When she enrolled in NAU Online’s liberal arts program, she was still nervous about the math and science classes. She tried to channel teenage Vicky’s love of science—she’d dreamed of being a science illustrator when she was younger. One of her first jobs was with the Academy of Natural Sciences of Drexel University of Philadelphia, illustrating images of mollusks for research publications and designing seashell-related exhibits for the museum. 

Those classes still weren’t easy, 50-odd years later. Oldham remembers opening the book for her first science course—astronomy. The first thing she saw was a slew of equations.  

“I started to cry,” she said. “I didn’t know how to make sense of any of it. I thought right off, I’m never going to be able to do this. By the time I was done, I went back to that first course that scared the dickens out of me, and I was able to do it.” 

This time around, she had the internet, which enabled her to easily do research, ask for explanations of concepts, walk her through those formulas and break down the complicated parts into manageable pieces. Before, she’d get increasingly lost as the concepts she didn’t understand piled up. This time around, she used the available resources to make sure she understood the basics before moving on.  

“You can’t move forward if you don’t understand the building blocks of topics,” Oldham said. “I was so proud of what I was able to finish.” 

Why NAU Online? 

Becoming a Lumberjack was a no-brainer. Her second husband and all of his children were NAU grads; she wanted to be one, too. 

Online education made sense for her; she lives in Prescott, and she and Tim like to travel. NAU Online’s asynchronous model allowed her to move at her own pace and study wherever she was, which often was in their RV somewhere in the Arizona desert. 

“I did a lot of my schoolwork at the Grand Canyon,” she said with a laugh. “I look outside and there’s an elk right there as I’m typing away.” 

What’s next for the young-at-heart grad 

Oldham’s not actually retired; it’s not in her bones.
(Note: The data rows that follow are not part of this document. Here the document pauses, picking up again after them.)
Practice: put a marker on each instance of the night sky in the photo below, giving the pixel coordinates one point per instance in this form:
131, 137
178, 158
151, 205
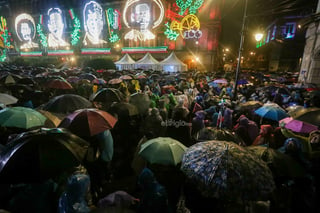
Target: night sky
260, 14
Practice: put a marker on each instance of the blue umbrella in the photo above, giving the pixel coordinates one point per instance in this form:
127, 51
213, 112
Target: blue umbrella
271, 111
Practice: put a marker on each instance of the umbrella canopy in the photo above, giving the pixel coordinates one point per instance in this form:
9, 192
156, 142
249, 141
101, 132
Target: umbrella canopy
162, 150
52, 120
59, 84
210, 133
141, 101
272, 112
67, 103
7, 99
39, 155
88, 122
249, 105
109, 95
280, 164
21, 117
228, 171
309, 115
300, 126
99, 81
115, 81
123, 109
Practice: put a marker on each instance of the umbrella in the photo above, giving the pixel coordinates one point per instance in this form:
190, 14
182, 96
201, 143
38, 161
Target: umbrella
300, 126
52, 120
227, 171
125, 77
210, 133
88, 122
220, 81
21, 117
279, 163
66, 103
272, 112
99, 81
36, 156
115, 81
141, 101
123, 109
9, 79
242, 81
162, 150
109, 95
249, 105
88, 76
59, 84
309, 115
7, 99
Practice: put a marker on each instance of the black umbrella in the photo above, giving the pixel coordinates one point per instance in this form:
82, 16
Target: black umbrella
107, 95
36, 156
67, 103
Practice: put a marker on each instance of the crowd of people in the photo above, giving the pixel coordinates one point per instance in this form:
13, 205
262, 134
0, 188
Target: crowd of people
182, 106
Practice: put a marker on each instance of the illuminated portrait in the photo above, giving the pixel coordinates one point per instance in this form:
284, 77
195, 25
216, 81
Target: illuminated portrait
93, 24
56, 27
141, 19
25, 30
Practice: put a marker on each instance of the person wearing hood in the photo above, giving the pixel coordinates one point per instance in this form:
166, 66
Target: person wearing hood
265, 137
153, 197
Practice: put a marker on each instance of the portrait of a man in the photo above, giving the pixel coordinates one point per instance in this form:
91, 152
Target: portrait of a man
93, 24
56, 27
25, 30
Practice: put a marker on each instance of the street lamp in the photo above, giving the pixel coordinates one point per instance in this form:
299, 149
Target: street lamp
240, 50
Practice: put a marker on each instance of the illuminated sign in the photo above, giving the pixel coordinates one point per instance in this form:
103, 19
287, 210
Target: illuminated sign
5, 38
141, 20
114, 24
55, 26
93, 24
26, 30
189, 26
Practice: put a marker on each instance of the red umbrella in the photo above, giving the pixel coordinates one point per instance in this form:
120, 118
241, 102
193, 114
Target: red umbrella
88, 122
59, 84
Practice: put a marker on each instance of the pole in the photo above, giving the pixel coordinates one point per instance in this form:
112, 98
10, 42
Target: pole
240, 50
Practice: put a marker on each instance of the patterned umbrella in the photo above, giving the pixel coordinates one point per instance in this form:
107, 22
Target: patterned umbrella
228, 171
271, 111
21, 117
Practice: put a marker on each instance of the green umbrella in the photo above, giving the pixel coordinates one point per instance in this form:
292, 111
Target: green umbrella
162, 150
21, 117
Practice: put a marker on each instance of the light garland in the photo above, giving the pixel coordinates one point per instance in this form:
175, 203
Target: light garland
171, 34
75, 35
113, 19
197, 4
144, 34
183, 5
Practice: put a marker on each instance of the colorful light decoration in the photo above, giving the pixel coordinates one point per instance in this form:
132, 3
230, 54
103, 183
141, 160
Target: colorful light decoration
56, 29
137, 18
114, 23
75, 35
43, 37
25, 30
189, 26
5, 37
93, 24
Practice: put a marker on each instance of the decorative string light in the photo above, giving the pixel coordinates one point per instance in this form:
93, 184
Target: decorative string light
75, 35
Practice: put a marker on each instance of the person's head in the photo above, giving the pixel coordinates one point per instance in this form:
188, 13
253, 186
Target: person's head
25, 27
55, 22
93, 19
142, 15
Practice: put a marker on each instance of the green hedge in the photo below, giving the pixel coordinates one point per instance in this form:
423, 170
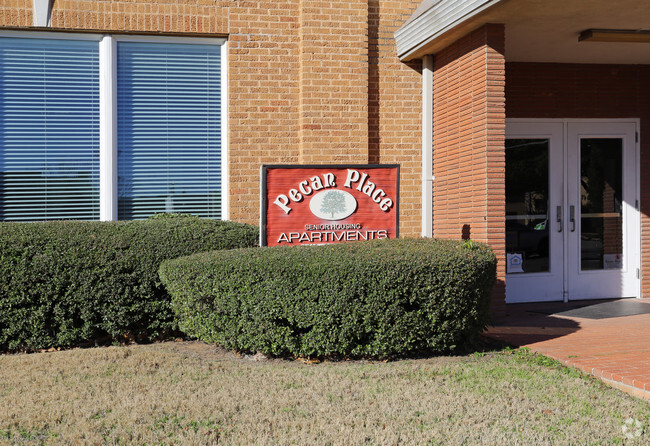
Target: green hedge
368, 299
70, 283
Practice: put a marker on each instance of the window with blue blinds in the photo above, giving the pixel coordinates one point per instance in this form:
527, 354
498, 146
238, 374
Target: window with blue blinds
49, 129
169, 129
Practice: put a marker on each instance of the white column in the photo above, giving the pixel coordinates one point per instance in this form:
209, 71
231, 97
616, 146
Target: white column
107, 130
41, 11
427, 146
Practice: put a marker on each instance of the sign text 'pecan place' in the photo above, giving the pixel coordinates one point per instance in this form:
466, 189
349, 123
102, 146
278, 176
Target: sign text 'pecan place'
304, 205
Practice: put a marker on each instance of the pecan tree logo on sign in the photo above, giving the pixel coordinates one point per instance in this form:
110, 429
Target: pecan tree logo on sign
333, 205
328, 204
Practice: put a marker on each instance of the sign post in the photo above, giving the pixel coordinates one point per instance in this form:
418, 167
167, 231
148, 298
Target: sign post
307, 205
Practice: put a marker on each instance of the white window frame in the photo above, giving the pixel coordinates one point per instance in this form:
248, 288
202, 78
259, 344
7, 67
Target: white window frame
107, 43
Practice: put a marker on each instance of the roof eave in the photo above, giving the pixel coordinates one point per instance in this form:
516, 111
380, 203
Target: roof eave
414, 39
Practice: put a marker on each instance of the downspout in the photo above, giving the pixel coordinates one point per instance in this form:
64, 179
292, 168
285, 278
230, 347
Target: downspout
427, 146
42, 12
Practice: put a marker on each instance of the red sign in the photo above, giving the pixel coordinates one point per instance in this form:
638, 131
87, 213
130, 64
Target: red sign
307, 205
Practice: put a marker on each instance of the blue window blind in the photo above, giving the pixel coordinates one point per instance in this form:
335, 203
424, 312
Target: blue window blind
169, 129
49, 129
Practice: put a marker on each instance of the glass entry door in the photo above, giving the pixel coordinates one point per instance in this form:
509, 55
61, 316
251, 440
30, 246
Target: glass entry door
572, 220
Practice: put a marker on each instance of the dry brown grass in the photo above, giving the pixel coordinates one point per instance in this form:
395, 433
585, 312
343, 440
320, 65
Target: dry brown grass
189, 393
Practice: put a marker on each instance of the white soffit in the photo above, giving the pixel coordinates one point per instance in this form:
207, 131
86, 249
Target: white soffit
433, 19
536, 30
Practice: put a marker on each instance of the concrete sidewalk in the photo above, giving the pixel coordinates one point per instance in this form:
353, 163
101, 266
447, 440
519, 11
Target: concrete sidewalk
596, 340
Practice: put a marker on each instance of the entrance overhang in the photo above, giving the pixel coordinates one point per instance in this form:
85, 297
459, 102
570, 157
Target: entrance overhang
536, 30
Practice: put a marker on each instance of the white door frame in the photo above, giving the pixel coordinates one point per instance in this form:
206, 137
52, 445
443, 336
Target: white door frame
537, 128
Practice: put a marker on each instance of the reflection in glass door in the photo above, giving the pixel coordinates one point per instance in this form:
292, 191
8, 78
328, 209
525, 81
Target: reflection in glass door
572, 220
601, 203
534, 249
527, 242
603, 238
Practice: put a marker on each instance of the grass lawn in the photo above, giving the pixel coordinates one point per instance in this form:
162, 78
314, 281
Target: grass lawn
189, 393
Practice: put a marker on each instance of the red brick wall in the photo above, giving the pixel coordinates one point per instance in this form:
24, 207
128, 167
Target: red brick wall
468, 133
309, 81
545, 90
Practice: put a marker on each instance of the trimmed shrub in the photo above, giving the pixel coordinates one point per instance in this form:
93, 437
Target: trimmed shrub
365, 299
66, 283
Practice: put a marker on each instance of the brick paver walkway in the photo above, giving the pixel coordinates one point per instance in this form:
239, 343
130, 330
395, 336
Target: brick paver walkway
617, 349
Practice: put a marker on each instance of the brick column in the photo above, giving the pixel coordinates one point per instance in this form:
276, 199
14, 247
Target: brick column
468, 133
334, 81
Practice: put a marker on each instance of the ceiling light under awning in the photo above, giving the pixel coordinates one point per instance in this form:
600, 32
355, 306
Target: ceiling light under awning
615, 35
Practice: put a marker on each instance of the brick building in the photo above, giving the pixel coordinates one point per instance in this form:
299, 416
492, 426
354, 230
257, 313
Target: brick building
522, 124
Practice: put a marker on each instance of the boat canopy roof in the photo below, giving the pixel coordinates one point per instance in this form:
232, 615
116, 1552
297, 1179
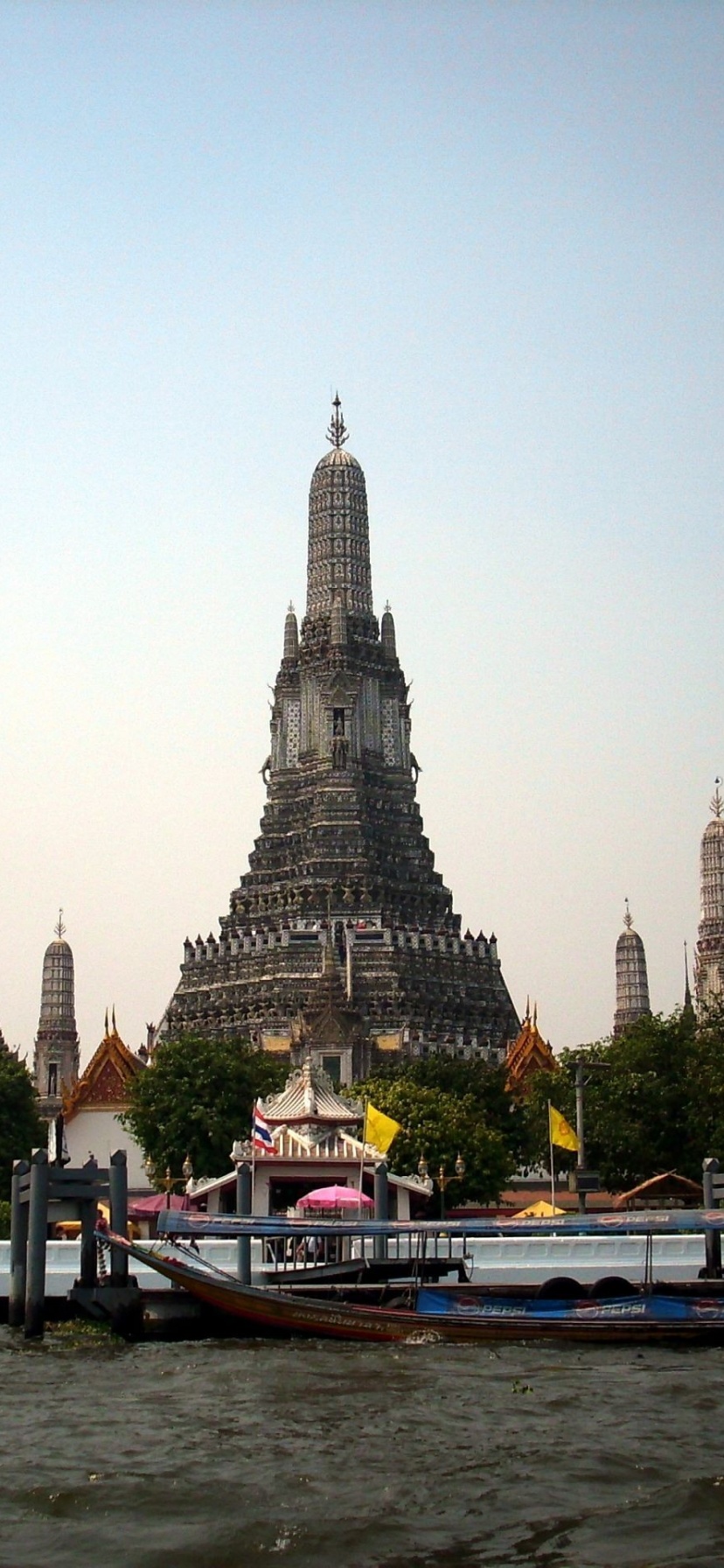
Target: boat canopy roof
657, 1222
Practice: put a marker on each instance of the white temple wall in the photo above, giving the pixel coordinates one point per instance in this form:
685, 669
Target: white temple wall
99, 1132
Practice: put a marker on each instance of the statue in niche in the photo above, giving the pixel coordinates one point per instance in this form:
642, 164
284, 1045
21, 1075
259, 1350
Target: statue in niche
339, 746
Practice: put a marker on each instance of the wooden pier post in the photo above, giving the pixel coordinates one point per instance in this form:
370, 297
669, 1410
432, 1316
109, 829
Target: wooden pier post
88, 1219
118, 1184
35, 1278
381, 1206
712, 1239
243, 1206
17, 1247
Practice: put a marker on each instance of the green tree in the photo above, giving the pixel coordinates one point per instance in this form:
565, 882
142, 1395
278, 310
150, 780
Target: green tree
21, 1128
478, 1082
196, 1098
654, 1100
442, 1124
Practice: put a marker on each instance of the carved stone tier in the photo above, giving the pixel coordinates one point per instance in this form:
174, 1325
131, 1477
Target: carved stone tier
342, 841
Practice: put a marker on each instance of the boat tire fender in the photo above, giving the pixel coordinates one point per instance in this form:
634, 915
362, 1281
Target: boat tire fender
561, 1289
613, 1284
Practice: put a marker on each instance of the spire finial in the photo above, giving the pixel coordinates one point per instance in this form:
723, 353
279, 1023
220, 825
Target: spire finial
686, 988
338, 431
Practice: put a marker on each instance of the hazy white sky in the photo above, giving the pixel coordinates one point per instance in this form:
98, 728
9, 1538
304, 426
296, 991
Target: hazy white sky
498, 231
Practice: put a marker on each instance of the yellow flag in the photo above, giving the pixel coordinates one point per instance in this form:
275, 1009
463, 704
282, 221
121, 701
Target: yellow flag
379, 1130
560, 1132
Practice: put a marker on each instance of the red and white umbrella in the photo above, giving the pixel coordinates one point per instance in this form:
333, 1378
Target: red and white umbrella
336, 1198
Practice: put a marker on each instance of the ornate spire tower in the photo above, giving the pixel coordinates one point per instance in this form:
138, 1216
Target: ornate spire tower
57, 1051
342, 847
708, 958
632, 980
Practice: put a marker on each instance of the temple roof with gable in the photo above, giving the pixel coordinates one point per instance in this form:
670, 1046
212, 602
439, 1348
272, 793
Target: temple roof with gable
310, 1100
528, 1054
104, 1085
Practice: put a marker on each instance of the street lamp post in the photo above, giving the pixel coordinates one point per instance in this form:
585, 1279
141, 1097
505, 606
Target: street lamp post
442, 1178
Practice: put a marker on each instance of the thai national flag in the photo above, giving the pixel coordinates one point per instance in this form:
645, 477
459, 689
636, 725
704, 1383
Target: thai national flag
261, 1132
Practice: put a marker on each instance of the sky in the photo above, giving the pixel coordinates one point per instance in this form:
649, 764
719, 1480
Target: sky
498, 229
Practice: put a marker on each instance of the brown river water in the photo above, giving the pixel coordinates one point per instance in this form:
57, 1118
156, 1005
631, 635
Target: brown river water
237, 1454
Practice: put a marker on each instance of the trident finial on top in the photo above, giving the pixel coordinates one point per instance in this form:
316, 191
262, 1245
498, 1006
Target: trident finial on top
716, 800
338, 431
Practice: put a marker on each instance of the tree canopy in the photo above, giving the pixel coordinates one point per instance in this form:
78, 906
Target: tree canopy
21, 1128
449, 1108
654, 1098
195, 1098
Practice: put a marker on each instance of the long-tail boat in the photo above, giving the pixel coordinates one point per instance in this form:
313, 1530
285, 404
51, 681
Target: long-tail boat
407, 1297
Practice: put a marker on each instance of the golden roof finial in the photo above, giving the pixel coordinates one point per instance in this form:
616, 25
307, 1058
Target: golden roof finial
338, 430
715, 803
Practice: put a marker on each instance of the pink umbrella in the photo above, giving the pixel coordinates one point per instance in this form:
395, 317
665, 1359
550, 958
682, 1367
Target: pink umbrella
334, 1198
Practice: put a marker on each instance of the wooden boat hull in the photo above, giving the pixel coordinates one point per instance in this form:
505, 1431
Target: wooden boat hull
453, 1316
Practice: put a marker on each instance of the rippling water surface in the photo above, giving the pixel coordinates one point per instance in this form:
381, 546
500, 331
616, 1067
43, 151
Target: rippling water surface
237, 1454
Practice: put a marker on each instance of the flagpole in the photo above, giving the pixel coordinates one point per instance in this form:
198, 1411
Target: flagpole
552, 1172
362, 1154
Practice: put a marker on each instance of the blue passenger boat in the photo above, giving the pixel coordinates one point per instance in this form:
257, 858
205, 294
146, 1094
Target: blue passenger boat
409, 1296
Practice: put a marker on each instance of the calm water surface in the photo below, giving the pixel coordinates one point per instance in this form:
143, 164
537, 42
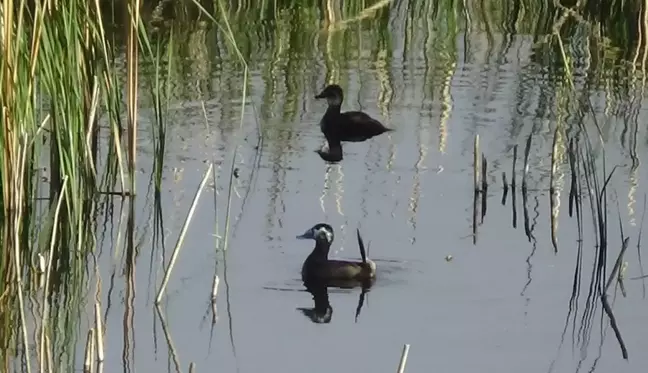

She takes commissions for paintings and sculptures, she leads art activities for the Heritage Park Zoo in Prescott, she’ll be teaching a six-week adult learning course at Osher Lifelong Learning Institute on the Yavapai College campus, and she created a sculpture program that lives on her DIY sculpting website. One of her latest projects is sculpting with polymer clay  and doing livestreams that demonstrate how to sculpt.  

“I’m so fortunate,” she said, reflecting on her upcoming big day. “It’s surreal; it really is surreal.”